2) `【<chunk_id>†L<line_start>(-L<line_end>)?】`
- Where `chunk_id` is the chunk_id of the terminal output, `line_start` and `line_end` are the 1-indexed start and end line numbers of the relevant output within that chunk.
- Line ends are optional, and if not provided, line end is the same as line start, so only 1 line is cited.
- Ensure that the line numbers are correct, and that the cited file paths or terminal outputs are directly relevant to the word or clause before the citation.
- Do not cite completely empty lines inside the chunk, only cite lines that have content.
- Only cite from file paths and terminal outputs, DO NOT cite from previous pr diffs and comments, nor cite git hashes as chunk ids.
- Use file path citations that reference any code changes, documentation or files, and use terminal citations only for relevant terminal output.
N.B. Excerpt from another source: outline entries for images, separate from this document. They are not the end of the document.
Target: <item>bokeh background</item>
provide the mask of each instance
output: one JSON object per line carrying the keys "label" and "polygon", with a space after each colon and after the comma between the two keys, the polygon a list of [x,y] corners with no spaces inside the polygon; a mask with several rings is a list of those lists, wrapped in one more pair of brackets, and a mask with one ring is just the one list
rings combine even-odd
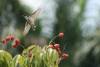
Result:
{"label": "bokeh background", "polygon": [[[40,8],[36,30],[23,37],[23,46],[40,46],[59,32],[64,32],[63,40],[57,43],[69,54],[59,67],[100,67],[100,0],[0,0],[0,40],[8,34],[20,36],[26,19]],[[16,49],[0,45],[0,49],[13,55],[21,53]]]}

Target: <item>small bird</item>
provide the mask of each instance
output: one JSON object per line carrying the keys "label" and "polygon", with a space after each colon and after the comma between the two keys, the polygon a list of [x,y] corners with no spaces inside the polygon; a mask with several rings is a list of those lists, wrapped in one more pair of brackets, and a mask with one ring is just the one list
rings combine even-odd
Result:
{"label": "small bird", "polygon": [[33,29],[33,31],[35,30],[36,26],[35,26],[35,20],[37,18],[37,16],[39,15],[40,9],[37,9],[36,11],[34,11],[30,16],[25,16],[26,24],[25,24],[25,28],[24,28],[24,35],[27,35],[30,28]]}

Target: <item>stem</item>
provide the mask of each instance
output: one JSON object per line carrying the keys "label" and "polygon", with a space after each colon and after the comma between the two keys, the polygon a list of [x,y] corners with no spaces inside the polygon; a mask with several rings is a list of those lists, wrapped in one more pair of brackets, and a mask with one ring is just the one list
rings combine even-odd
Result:
{"label": "stem", "polygon": [[58,35],[56,35],[55,37],[53,37],[53,39],[50,40],[49,45],[58,37]]}

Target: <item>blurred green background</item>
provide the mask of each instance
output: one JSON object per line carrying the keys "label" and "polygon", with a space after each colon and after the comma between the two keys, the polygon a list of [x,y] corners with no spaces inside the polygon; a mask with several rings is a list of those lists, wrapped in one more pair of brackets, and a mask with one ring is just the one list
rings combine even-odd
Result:
{"label": "blurred green background", "polygon": [[[69,54],[59,67],[100,67],[100,1],[99,0],[0,0],[0,40],[8,34],[21,36],[26,19],[40,8],[36,30],[29,31],[22,38],[23,46],[40,46],[48,42],[59,32],[64,39],[56,43],[64,46]],[[23,48],[4,47],[13,54],[21,53]]]}

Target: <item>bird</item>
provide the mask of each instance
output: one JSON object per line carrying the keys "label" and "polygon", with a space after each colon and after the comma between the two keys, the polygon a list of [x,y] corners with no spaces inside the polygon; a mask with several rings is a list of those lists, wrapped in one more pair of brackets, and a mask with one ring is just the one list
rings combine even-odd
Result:
{"label": "bird", "polygon": [[27,20],[25,23],[25,28],[24,28],[24,35],[27,35],[29,30],[32,28],[33,31],[35,30],[36,26],[35,26],[35,20],[37,19],[37,16],[40,13],[40,9],[37,9],[36,11],[34,11],[30,16],[25,16],[25,19]]}

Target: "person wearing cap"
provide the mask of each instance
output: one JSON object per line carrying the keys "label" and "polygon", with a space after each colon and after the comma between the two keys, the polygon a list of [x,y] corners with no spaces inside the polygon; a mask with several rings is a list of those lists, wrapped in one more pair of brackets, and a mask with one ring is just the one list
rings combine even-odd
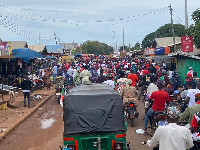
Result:
{"label": "person wearing cap", "polygon": [[159,144],[159,150],[185,150],[193,147],[193,139],[190,130],[176,124],[178,120],[176,108],[168,109],[168,125],[159,126],[151,140],[146,143],[150,147]]}
{"label": "person wearing cap", "polygon": [[125,104],[128,101],[134,101],[136,103],[136,106],[138,104],[138,100],[136,97],[137,90],[134,86],[130,86],[132,83],[131,79],[125,80],[126,86],[122,88],[121,96],[123,97],[123,104]]}
{"label": "person wearing cap", "polygon": [[195,94],[195,102],[194,106],[188,107],[180,114],[179,121],[187,121],[188,124],[191,124],[194,114],[200,111],[200,93]]}
{"label": "person wearing cap", "polygon": [[157,86],[158,91],[153,92],[148,99],[148,101],[154,100],[154,102],[152,108],[150,108],[145,115],[144,130],[147,130],[149,118],[153,115],[153,113],[156,111],[164,111],[165,103],[169,102],[169,94],[163,90],[164,82],[158,80]]}

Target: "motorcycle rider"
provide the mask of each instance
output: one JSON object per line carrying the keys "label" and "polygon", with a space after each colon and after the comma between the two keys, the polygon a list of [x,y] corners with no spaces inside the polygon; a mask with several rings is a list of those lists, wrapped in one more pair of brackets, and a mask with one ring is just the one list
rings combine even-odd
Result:
{"label": "motorcycle rider", "polygon": [[184,150],[193,147],[190,130],[176,124],[178,115],[175,113],[168,112],[169,124],[157,128],[151,140],[147,141],[148,146],[153,148],[159,144],[159,150]]}
{"label": "motorcycle rider", "polygon": [[148,86],[149,83],[150,83],[149,71],[148,70],[145,71],[145,70],[143,71],[142,83],[141,83],[142,88],[141,88],[140,93],[138,95],[138,100],[140,100],[140,97],[142,96],[142,92],[144,91],[145,87]]}
{"label": "motorcycle rider", "polygon": [[131,79],[132,81],[131,86],[136,85],[136,82],[138,81],[138,77],[136,74],[134,74],[134,70],[130,71],[130,74],[128,75],[127,79]]}
{"label": "motorcycle rider", "polygon": [[193,115],[200,110],[200,93],[195,95],[196,105],[188,107],[182,114],[180,114],[179,121],[187,121],[188,124],[192,122]]}
{"label": "motorcycle rider", "polygon": [[109,86],[111,86],[113,89],[115,88],[115,85],[114,85],[114,81],[112,81],[113,79],[113,76],[111,73],[108,74],[108,80],[107,81],[104,81],[103,83],[106,83],[108,84]]}
{"label": "motorcycle rider", "polygon": [[84,66],[84,70],[80,73],[81,83],[82,84],[91,84],[90,78],[92,77],[91,73],[87,70],[87,65]]}
{"label": "motorcycle rider", "polygon": [[169,94],[163,91],[164,82],[161,80],[158,80],[157,86],[158,86],[158,91],[153,92],[150,98],[148,99],[148,101],[154,100],[154,102],[153,102],[152,108],[150,108],[145,115],[145,119],[144,119],[145,131],[147,131],[149,117],[151,117],[153,113],[156,111],[164,111],[165,103],[169,102]]}
{"label": "motorcycle rider", "polygon": [[[147,88],[147,98],[149,98],[153,92],[158,91],[158,86],[156,85],[157,77],[154,76],[152,81],[153,81],[153,83],[150,83],[148,88]],[[146,114],[147,113],[147,109],[149,107],[149,102],[148,101],[145,101],[144,107],[145,107],[145,114]]]}

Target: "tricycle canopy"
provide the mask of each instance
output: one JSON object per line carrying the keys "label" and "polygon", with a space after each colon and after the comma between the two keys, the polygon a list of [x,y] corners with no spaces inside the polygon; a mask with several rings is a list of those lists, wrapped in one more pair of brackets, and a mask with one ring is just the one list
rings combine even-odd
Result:
{"label": "tricycle canopy", "polygon": [[71,89],[63,110],[64,135],[125,131],[122,98],[106,84]]}

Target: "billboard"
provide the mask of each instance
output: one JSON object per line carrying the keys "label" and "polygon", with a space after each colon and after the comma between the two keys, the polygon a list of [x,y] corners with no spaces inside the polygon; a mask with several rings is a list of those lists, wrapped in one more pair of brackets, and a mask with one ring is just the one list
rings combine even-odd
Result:
{"label": "billboard", "polygon": [[12,48],[10,42],[0,42],[0,55],[12,54]]}
{"label": "billboard", "polygon": [[144,55],[149,55],[149,50],[148,50],[148,48],[145,48],[145,49],[144,49]]}
{"label": "billboard", "polygon": [[193,52],[193,37],[182,36],[182,52]]}
{"label": "billboard", "polygon": [[155,49],[149,48],[149,55],[154,55],[154,54],[155,54]]}

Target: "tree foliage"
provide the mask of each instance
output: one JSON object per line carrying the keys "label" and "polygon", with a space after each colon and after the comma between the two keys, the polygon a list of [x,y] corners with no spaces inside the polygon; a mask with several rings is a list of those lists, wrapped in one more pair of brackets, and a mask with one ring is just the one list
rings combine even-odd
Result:
{"label": "tree foliage", "polygon": [[200,10],[197,9],[192,13],[192,20],[195,22],[195,26],[193,27],[193,38],[194,38],[194,44],[197,48],[200,48]]}
{"label": "tree foliage", "polygon": [[[181,37],[186,34],[185,26],[182,24],[174,24],[174,36]],[[165,24],[164,26],[158,28],[155,32],[152,32],[145,36],[142,41],[142,48],[149,48],[152,46],[155,38],[162,37],[172,37],[172,25]]]}
{"label": "tree foliage", "polygon": [[129,51],[129,47],[128,46],[124,46],[124,49],[123,49],[123,46],[120,46],[118,51],[121,52],[122,50],[126,50],[128,52]]}
{"label": "tree foliage", "polygon": [[[113,47],[105,44],[100,43],[98,41],[86,41],[81,44],[80,49],[82,50],[83,54],[95,54],[95,55],[109,55],[111,52],[114,51]],[[78,49],[80,51],[80,49]]]}
{"label": "tree foliage", "polygon": [[140,49],[140,43],[137,42],[137,43],[135,43],[135,50],[139,50],[139,49]]}

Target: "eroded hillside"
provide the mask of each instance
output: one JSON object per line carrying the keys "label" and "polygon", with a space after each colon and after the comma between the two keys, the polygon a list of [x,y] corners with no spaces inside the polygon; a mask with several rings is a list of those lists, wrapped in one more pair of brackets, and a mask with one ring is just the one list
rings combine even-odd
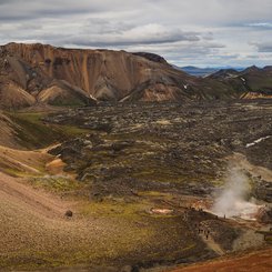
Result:
{"label": "eroded hillside", "polygon": [[151,53],[9,43],[0,57],[0,105],[6,109],[239,97],[228,84],[191,77]]}

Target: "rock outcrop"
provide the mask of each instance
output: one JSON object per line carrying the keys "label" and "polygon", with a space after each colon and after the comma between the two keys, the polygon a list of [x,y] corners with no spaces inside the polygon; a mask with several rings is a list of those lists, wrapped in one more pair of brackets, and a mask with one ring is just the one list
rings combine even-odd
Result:
{"label": "rock outcrop", "polygon": [[239,98],[221,79],[200,79],[153,53],[63,49],[46,44],[0,47],[0,108],[97,101],[188,101]]}

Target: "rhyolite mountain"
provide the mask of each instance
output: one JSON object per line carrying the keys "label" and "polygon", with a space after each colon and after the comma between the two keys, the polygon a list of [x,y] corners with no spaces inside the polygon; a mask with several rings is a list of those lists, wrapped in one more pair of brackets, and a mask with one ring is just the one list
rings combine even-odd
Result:
{"label": "rhyolite mountain", "polygon": [[0,47],[2,109],[240,98],[249,91],[221,78],[189,75],[153,53],[64,49],[40,43]]}

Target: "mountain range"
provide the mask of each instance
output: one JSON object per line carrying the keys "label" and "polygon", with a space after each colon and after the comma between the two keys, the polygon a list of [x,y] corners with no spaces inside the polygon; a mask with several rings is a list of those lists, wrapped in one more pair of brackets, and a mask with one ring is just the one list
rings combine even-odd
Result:
{"label": "mountain range", "polygon": [[0,47],[0,108],[270,97],[271,74],[252,67],[198,78],[153,53],[9,43]]}

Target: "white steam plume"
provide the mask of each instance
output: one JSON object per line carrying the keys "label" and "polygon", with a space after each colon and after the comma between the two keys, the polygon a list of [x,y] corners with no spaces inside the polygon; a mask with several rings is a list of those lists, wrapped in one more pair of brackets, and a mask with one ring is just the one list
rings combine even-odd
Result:
{"label": "white steam plume", "polygon": [[250,189],[248,177],[240,169],[230,168],[225,188],[216,198],[212,212],[219,216],[254,220],[261,206],[248,200]]}

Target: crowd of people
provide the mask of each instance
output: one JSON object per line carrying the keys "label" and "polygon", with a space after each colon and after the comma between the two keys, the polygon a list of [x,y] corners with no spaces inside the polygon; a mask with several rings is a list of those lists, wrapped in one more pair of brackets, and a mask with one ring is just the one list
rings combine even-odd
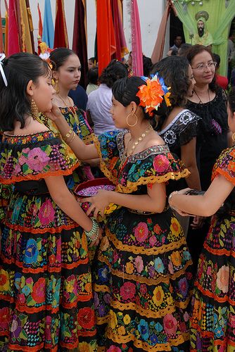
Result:
{"label": "crowd of people", "polygon": [[1,58],[1,351],[234,350],[235,89],[179,39]]}

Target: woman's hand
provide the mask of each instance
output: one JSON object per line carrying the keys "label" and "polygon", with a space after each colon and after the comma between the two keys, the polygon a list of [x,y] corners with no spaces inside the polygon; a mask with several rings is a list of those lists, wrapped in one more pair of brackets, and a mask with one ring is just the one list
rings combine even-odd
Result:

- Prefer file citations over terminal citations unless the terminal output is directly relevant to the clauses before the citation, i.e. clauses on test results.
- For PR creation tasks, use file citations when referring to code changes in the summary section of your final response, and terminal citations in the testing section.
- For question-answering tasks, you should only use terminal citations if you need to programmatically verify an answer (i.e. counting lines of code). Otherwise, use file citations.